Josef Bruns und seine Tochter Klara Bruns
Als das Ehepaar Siegmund und Rosa Gottschalk durch nationalsozialistische Machenschaften obdachlos wurde, nahmen Josef Bruns und seine Tochter Klara die beiden für vier Jahre (1937 bis Dez. 1941) bei sich auf.
Trotz vorhersehbarer Repressalien blieben sie ihrer christlichen Überzeugung und ihren humanen Prinzipien treu.
Am 8. November 2015 konnte die abgebildete Gedenktafel am ehemaligen Haus der Familie Bruns, heute Albers, Hauptstr. 23 in Nienborg angebracht werden.
In heutiger Zeit, in der viele Menschen Heimat und Existenzgrundlage verlieren, setzen Heimatfreunde damit ein Zeichen für Mitmenschlichkeit.
Der Viehhändler Siegmund Gottschalk und seine Frau Rosa wurden – wie alle Juden in Deutschland – von den Nationalsozialisten verfolgt, drangsaliert und ab 1933 u.a. durch Berufsverbote in den wirtschaftlichen Ruin getrieben.
Nachdem ihr Haus Nienborg Nr. 112 (später Hauptstraße 5) am 20. Januar 1936 zwangsversteigert worden war, boten der verwitwete Architekt Josef Bruns und seine Tochter Klara ihren Nachbarn eine kostenlose Wohnung in ihrem Haus an. Sie überließen dem obdach- und mittellosen Ehepaar Gottschalk den rechten, besseren Teil ihres Einfamilienhauses (heute Hauptstraße 23), der aus drei Zimmern bestand: einer Küche, einem Wohn- und einem Schlafzimmer.

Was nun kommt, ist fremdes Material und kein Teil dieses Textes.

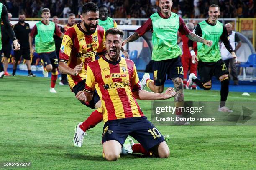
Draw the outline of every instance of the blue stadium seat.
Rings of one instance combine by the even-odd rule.
[[[252,54],[249,56],[247,61],[245,63],[240,64],[241,67],[243,67],[243,80],[245,80],[246,78],[246,68],[256,68],[256,54]],[[253,72],[253,73],[254,72]],[[253,74],[252,79],[255,77],[254,74]]]
[[[129,55],[130,55],[130,59],[133,61],[136,61],[138,59],[138,51],[136,50],[131,51]]]
[[[256,67],[256,54],[252,54],[249,56],[247,61],[240,64],[243,67]]]

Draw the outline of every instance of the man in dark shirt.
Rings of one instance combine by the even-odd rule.
[[[8,15],[7,14],[7,9],[6,7],[2,3],[0,3],[0,9],[2,8],[2,12],[0,13],[0,19],[3,23],[5,28],[6,29],[6,32],[9,37],[13,41],[13,45],[14,46],[15,50],[19,50],[20,48],[20,45],[18,42],[16,40],[15,35],[13,30],[12,29],[10,25],[10,22],[8,20]],[[0,33],[0,37],[2,34]],[[0,41],[0,50],[2,50],[2,41]],[[3,65],[2,65],[1,57],[0,55],[0,78],[3,78],[4,75],[4,71]]]
[[[32,72],[31,70],[30,51],[28,42],[30,29],[29,24],[25,22],[25,14],[23,13],[20,13],[19,14],[19,22],[15,24],[13,28],[13,31],[14,31],[19,42],[21,45],[21,48],[19,50],[14,51],[14,61],[12,75],[13,76],[15,76],[16,75],[17,65],[22,56],[23,59],[26,60],[26,65],[28,68],[28,77],[35,77],[36,75]]]

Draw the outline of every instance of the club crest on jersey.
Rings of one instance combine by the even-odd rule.
[[[61,45],[61,52],[64,53],[64,45]]]
[[[122,70],[123,70],[123,72],[125,72],[125,71],[126,71],[126,68],[125,68],[125,67],[122,67]]]
[[[97,36],[93,36],[93,40],[95,42],[97,41]]]

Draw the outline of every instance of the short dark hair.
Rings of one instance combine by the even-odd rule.
[[[220,7],[219,6],[219,5],[216,5],[216,4],[211,5],[210,7],[209,7],[209,8],[215,8],[215,7],[218,7],[219,10],[220,10]]]
[[[100,6],[100,7],[99,7],[99,9],[103,8],[106,8],[108,9],[108,7],[107,6],[105,5],[101,5]]]
[[[42,10],[41,11],[41,13],[43,13],[44,12],[50,12],[50,10],[49,9],[49,8],[46,8],[42,9]]]
[[[71,17],[72,16],[76,16],[76,15],[75,14],[73,14],[73,13],[71,13],[69,14],[69,15],[68,15],[68,17]]]
[[[97,12],[99,11],[98,6],[95,3],[90,2],[84,5],[82,7],[82,14],[85,14],[88,12]]]
[[[124,35],[123,32],[116,27],[113,27],[108,30],[107,31],[106,31],[106,37],[107,37],[107,35],[108,35],[108,34],[112,34],[113,35],[119,34],[121,36],[122,38],[123,38]]]

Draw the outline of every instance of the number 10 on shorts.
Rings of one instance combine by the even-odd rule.
[[[156,137],[160,138],[161,136],[161,134],[160,133],[160,132],[159,132],[157,129],[155,127],[154,127],[152,130],[148,129],[148,131],[149,132],[152,134],[152,135],[153,135],[153,137],[155,139],[156,139]]]

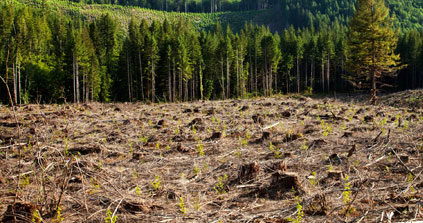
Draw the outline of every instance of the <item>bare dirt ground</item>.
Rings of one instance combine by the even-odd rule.
[[[421,107],[280,96],[16,116],[0,107],[4,222],[423,219]]]

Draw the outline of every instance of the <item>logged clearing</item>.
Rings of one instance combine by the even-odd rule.
[[[278,96],[27,105],[16,119],[2,106],[0,219],[422,220],[422,144],[415,106]]]

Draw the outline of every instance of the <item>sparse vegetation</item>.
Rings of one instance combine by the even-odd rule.
[[[395,212],[391,206],[400,210],[392,221],[422,219],[412,203],[423,189],[421,108],[338,97],[26,105],[16,107],[19,125],[11,107],[0,106],[1,218],[18,186],[17,204],[28,210],[40,204],[39,212],[24,215],[30,221],[38,214],[43,222],[136,222],[140,215],[149,222],[226,222],[234,215],[237,221],[351,222],[370,209],[369,219]],[[330,106],[319,106],[324,100]],[[232,112],[244,106],[243,118]],[[192,107],[199,111],[185,112]],[[280,112],[286,110],[289,117]],[[262,124],[254,123],[254,111],[266,114]],[[196,118],[202,123],[194,133],[188,123]],[[166,125],[158,128],[159,120]],[[217,126],[225,136],[211,137]]]

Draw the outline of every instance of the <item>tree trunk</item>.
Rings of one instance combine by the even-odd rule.
[[[184,101],[188,101],[188,80],[184,78]]]
[[[289,68],[286,68],[286,93],[289,93]]]
[[[308,87],[308,62],[307,62],[307,59],[305,61],[306,61],[306,65],[305,65],[306,70],[305,70],[305,75],[304,75],[304,77],[305,77],[304,89],[307,89],[307,87]]]
[[[204,91],[204,86],[203,86],[203,71],[202,71],[202,66],[200,64],[200,98],[201,98],[201,100],[204,99],[203,91]]]
[[[273,84],[273,65],[270,65],[270,75],[269,75],[269,95],[272,95],[272,84]]]
[[[76,78],[75,78],[75,53],[72,57],[72,83],[73,83],[73,103],[76,103]]]
[[[142,60],[141,60],[141,50],[138,50],[138,62],[140,64],[140,82],[141,82],[141,100],[144,101],[144,81],[142,77]]]
[[[220,72],[221,72],[221,76],[222,76],[222,97],[223,99],[226,99],[225,97],[225,75],[223,73],[223,58],[221,58],[221,63],[220,63]]]
[[[182,70],[179,70],[179,100],[182,101]]]
[[[300,58],[297,55],[297,93],[300,93]]]
[[[172,102],[176,101],[176,69],[175,69],[175,60],[172,60],[173,63],[173,91],[172,91]]]
[[[128,74],[128,101],[132,101],[132,95],[131,95],[131,72],[129,70],[129,53],[128,50],[126,50],[126,72]]]
[[[236,96],[239,97],[240,94],[239,86],[239,58],[238,58],[238,49],[236,50]]]
[[[21,90],[21,64],[18,63],[18,98],[19,98],[19,105],[22,104],[22,90]]]
[[[13,100],[14,100],[14,103],[15,103],[15,105],[17,104],[17,101],[18,101],[18,99],[17,99],[17,84],[16,84],[16,76],[17,76],[17,72],[16,72],[16,63],[13,63]]]
[[[314,57],[311,60],[311,74],[310,74],[310,87],[311,89],[314,89],[314,66],[315,66],[315,61],[314,61]]]
[[[167,61],[167,86],[169,91],[169,101],[172,102],[172,75],[170,72],[170,58]]]
[[[328,84],[328,93],[330,91],[330,55],[328,53],[328,65],[326,67],[326,80]]]
[[[75,79],[76,79],[76,103],[79,104],[79,63],[78,58],[76,57],[75,61]]]
[[[151,55],[153,57],[153,55]],[[154,59],[151,60],[151,102],[156,101],[156,72],[154,70]]]
[[[258,94],[258,77],[257,77],[257,48],[254,47],[254,77],[255,77],[255,91],[256,91],[256,97]]]
[[[322,92],[325,92],[325,62],[322,59],[322,72],[320,73],[321,85],[322,85]]]
[[[226,97],[230,98],[230,74],[229,74],[229,55],[226,53]]]

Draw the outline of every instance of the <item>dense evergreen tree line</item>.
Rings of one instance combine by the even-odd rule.
[[[88,4],[118,4],[178,12],[222,12],[275,7],[279,0],[72,0]]]
[[[293,26],[271,33],[246,24],[239,33],[217,24],[197,32],[192,24],[132,19],[123,29],[104,15],[93,21],[3,4],[0,75],[12,98],[24,102],[189,101],[282,92],[348,91],[342,78],[347,28]],[[423,33],[398,41],[409,64],[392,80],[423,87]],[[1,100],[7,102],[5,88]]]
[[[348,24],[357,0],[72,0],[83,3],[133,5],[164,11],[220,12],[275,9],[282,15],[286,28],[322,28],[332,21]],[[423,2],[386,0],[390,11],[397,17],[396,27],[422,28]]]

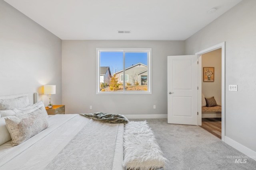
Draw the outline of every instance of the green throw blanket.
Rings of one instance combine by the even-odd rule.
[[[129,120],[127,118],[124,116],[121,115],[104,113],[101,112],[81,114],[81,115],[102,123],[127,123],[129,122]]]

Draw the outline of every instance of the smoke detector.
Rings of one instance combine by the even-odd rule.
[[[214,13],[217,10],[217,8],[213,8],[208,10],[208,13]]]
[[[118,30],[117,32],[118,33],[119,33],[119,34],[123,34],[123,33],[129,34],[131,33],[132,32],[130,31]]]

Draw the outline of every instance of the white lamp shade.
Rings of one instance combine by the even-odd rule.
[[[44,94],[56,94],[56,85],[44,86]]]

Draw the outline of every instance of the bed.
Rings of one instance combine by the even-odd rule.
[[[132,161],[136,159],[134,159],[134,156],[139,157],[138,155],[133,155],[132,150],[127,149],[126,147],[124,147],[124,145],[128,146],[128,147],[132,146],[132,148],[136,149],[136,147],[134,147],[134,146],[136,147],[136,147],[136,144],[132,143],[125,144],[126,141],[124,141],[124,134],[125,128],[124,124],[104,123],[76,114],[56,115],[48,117],[47,113],[46,115],[40,113],[44,117],[43,119],[46,116],[47,117],[48,126],[21,143],[19,143],[19,138],[16,140],[14,140],[14,139],[15,139],[15,133],[17,132],[14,131],[13,133],[12,132],[12,127],[10,125],[8,121],[12,120],[11,119],[14,119],[15,120],[15,119],[18,119],[17,117],[19,117],[19,116],[20,117],[27,116],[26,117],[28,117],[30,116],[27,115],[34,115],[34,113],[38,111],[38,110],[42,113],[44,111],[42,109],[43,108],[45,109],[44,106],[42,107],[42,104],[38,104],[41,102],[38,102],[38,94],[37,93],[0,96],[0,100],[3,99],[18,98],[24,95],[30,99],[30,105],[27,107],[38,105],[36,107],[38,108],[29,113],[29,111],[28,113],[25,112],[26,111],[22,110],[23,112],[22,113],[18,112],[20,110],[17,111],[19,109],[14,109],[12,110],[16,111],[16,115],[9,116],[10,118],[6,118],[9,117],[8,116],[5,117],[5,118],[2,116],[2,117],[0,118],[2,121],[0,122],[2,122],[2,124],[0,125],[0,128],[1,128],[0,129],[1,140],[3,138],[2,136],[3,128],[5,127],[3,125],[4,119],[6,121],[6,124],[5,125],[7,127],[8,131],[10,131],[9,132],[11,132],[10,134],[12,139],[2,145],[0,143],[0,170],[121,170],[132,167],[132,166],[129,168],[127,165],[129,163],[132,164]],[[42,102],[41,102],[42,103]],[[1,107],[0,102],[0,110]],[[29,111],[31,110],[30,110]],[[4,113],[1,111],[0,110],[0,114]],[[46,111],[44,113],[46,113]],[[20,123],[24,119],[25,119],[19,121],[19,123]],[[35,120],[36,119],[35,119]],[[34,123],[34,122],[37,122],[36,120],[33,121],[33,123]],[[11,122],[14,123],[16,122]],[[135,123],[136,124],[137,123]],[[33,126],[34,125],[31,127]],[[136,126],[132,126],[134,128]],[[145,131],[150,130],[149,127],[145,127],[146,129]],[[35,129],[37,128],[37,127],[34,127],[33,128],[33,131],[36,131]],[[128,131],[130,133],[130,135],[133,134],[134,136],[134,134],[138,133],[138,129],[134,130],[136,133],[131,133],[130,130]],[[6,129],[5,130],[6,131]],[[144,137],[145,134],[142,133],[142,136]],[[26,135],[27,134],[26,133]],[[135,138],[138,139],[138,135],[136,135]],[[154,139],[153,135],[151,134],[147,137],[152,138]],[[145,138],[144,143],[146,143],[148,139],[148,138]],[[163,157],[162,152],[156,142],[151,139],[150,141],[153,141],[153,143],[154,143],[153,144],[156,145],[156,147],[154,146],[155,149],[154,149],[146,150],[148,157],[145,159],[145,156],[143,156],[144,157],[142,159],[144,160],[143,162],[143,160],[137,161],[136,162],[137,166],[135,167],[135,168],[140,167],[142,163],[148,166],[145,168],[145,166],[142,166],[140,168],[141,170],[149,169],[149,168],[152,170],[157,169],[164,167],[166,159]],[[134,141],[132,141],[132,142]],[[155,150],[154,150],[154,149]],[[124,152],[126,153],[124,154],[125,158],[126,156],[129,158],[130,160],[128,161],[130,162],[124,162]],[[150,152],[154,158],[156,160],[156,161],[152,161],[150,159]],[[138,154],[138,153],[136,154]],[[138,154],[142,156],[142,154]],[[154,162],[154,164],[151,165],[151,162]]]

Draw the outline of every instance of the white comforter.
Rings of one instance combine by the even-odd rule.
[[[123,124],[77,114],[48,120],[48,128],[25,142],[0,146],[0,170],[123,169]]]

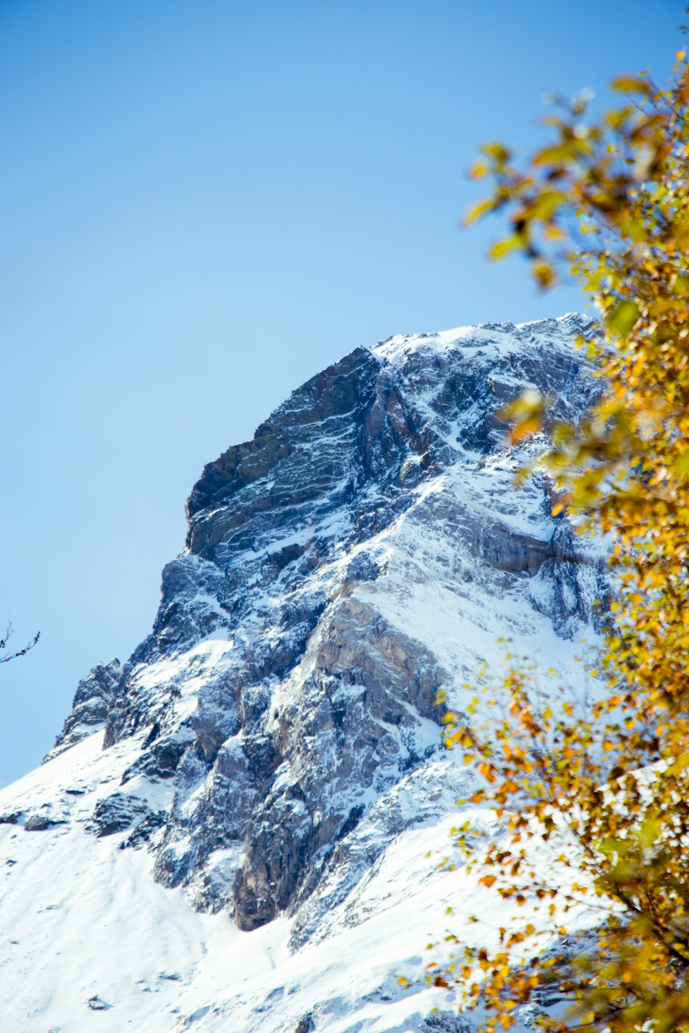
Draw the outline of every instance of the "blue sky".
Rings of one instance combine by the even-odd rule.
[[[359,344],[581,308],[461,230],[478,145],[683,3],[0,0],[0,783],[150,630],[205,463]]]

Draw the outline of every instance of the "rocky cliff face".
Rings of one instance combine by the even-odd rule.
[[[443,751],[443,707],[462,709],[498,638],[555,662],[586,706],[573,664],[602,560],[550,515],[545,481],[515,489],[523,449],[499,412],[535,386],[581,413],[595,381],[572,337],[591,330],[567,316],[357,348],[210,463],[152,633],[80,684],[44,769],[104,727],[107,779],[51,820],[139,850],[242,931],[288,920],[292,952],[365,922],[394,844],[471,778]],[[281,1000],[236,1028],[287,1029]],[[303,1028],[335,1029],[313,1003]]]

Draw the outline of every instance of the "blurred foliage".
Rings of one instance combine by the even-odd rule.
[[[553,139],[524,168],[491,144],[472,170],[492,189],[467,221],[497,212],[509,226],[493,257],[526,256],[543,289],[572,275],[600,312],[602,333],[581,343],[601,378],[598,401],[577,425],[556,424],[538,466],[555,514],[609,535],[616,599],[592,672],[607,689],[593,712],[539,709],[533,674],[516,664],[497,733],[450,718],[448,745],[483,778],[473,803],[505,831],[481,839],[467,826],[459,843],[525,920],[506,920],[493,952],[458,941],[430,978],[469,985],[487,1025],[504,1029],[531,1002],[555,1030],[689,1030],[685,53],[666,87],[643,73],[613,89],[620,102],[599,117],[586,95],[555,99]],[[512,440],[538,432],[545,408],[519,400]],[[543,881],[530,858],[553,844],[559,874]],[[595,934],[581,932],[585,911]]]

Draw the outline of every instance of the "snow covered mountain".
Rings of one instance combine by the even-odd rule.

Josef Bruns und seine Tochter schränkten sich räumlich stark ein. Klara bezog nun ein kleines, provisorisches Schlafzimmer, das lediglich mit einer Leiter zugänglich war. Trotz Repressalien durch Anhänger der NSDAP – Klara Bruns berichtete später u.a. von bösartigen Beschimpfungen von Mitgliedern der NSDAP-Frauengruppen – beherbergte die Familie Bruns auch weiterhin ihre jüdischen Mitbewohner.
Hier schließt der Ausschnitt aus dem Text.